Volume 12: Universal History (1954)
Twenty-five 1-hour lectures.
The whole of history is put into the frail hands of the living generation, at every moment.It depends on your good will how much room you are willing to give to these past generations and their contribution, and to the future generations and their freedom.
—February 25, 1954
In Universal History (1954), the various lectures address historiography, history as a social process, language, speech, names, the spirit, marriage, industry, the Bible, the arts and sciences, the Gospels, the early Church, translation, monasticism, the Trinity, St. Anthony, Athanasius, St. Jerome, St. Augustine, and global economy.
There are several lecture series with this title.
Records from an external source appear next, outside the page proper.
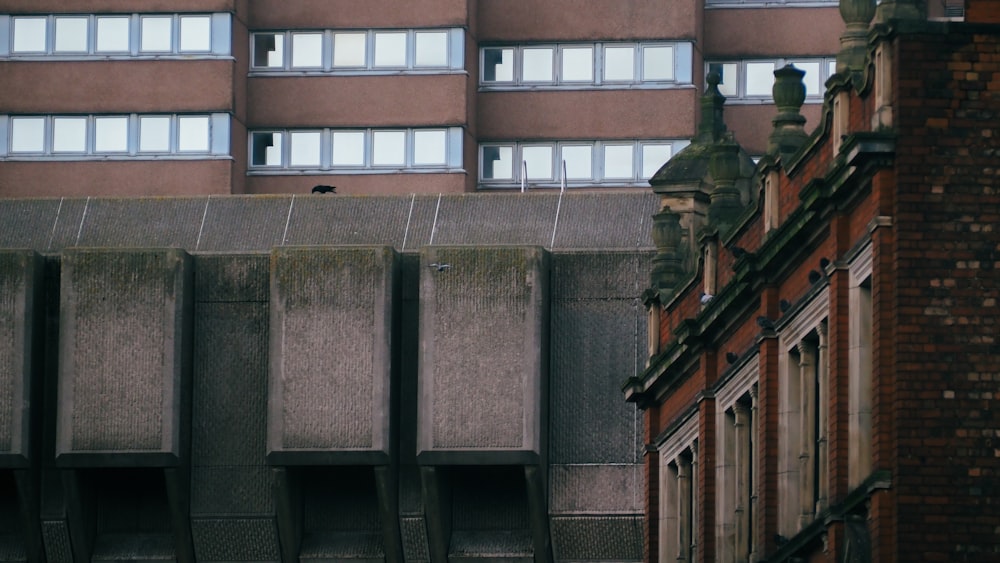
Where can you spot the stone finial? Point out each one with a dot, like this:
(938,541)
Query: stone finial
(724,204)
(712,127)
(857,15)
(789,93)
(667,264)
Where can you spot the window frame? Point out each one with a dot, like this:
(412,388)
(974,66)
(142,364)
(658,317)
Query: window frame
(680,71)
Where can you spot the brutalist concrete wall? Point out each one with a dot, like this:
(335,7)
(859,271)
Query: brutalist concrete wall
(232,507)
(331,367)
(124,369)
(20,282)
(595,453)
(483,355)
All of them have the same premise as Out of Revolution, in that they seek to express the unity of history. But here Rosenstock-Huessy proclaims more than the unity of the 1,000 years of European history–he argues for the movement of the spirit through the entire history of mankind, “from Adam to the last judgment.” Our own story is told through the lives of our revolutionary ancestors: the tribes, the astrological empires, the Jews, and the Greeks, all of whom are honored not only for their enduring and continuing contributions to that history, but for having once and for all broken new ground.
Rosenstock-Huessy defends both the existence and the meaning of the Christian era. Indeed he names Christ as the turning point of history, the culmination of the yearnings of the ancient world and the redemption of its achievements, as well as the cornerstone of our hopes for the unity of mankind. Like Augustine before him, he sees the four ages of the ancient world succeeded by the millennia of the Christian era, in which one God superseded the many gods, one world was forged out of our competing empires and nations, and one great society is to be born of our many warring social forms. The history of mankind is retold as relay race in which each age or generation enters, claims, and incorporates new territory.
(Much of the material in these courses is available in German, in far greater detail, in the second volume of Soziologie. A translation of that second volume is in preparation.)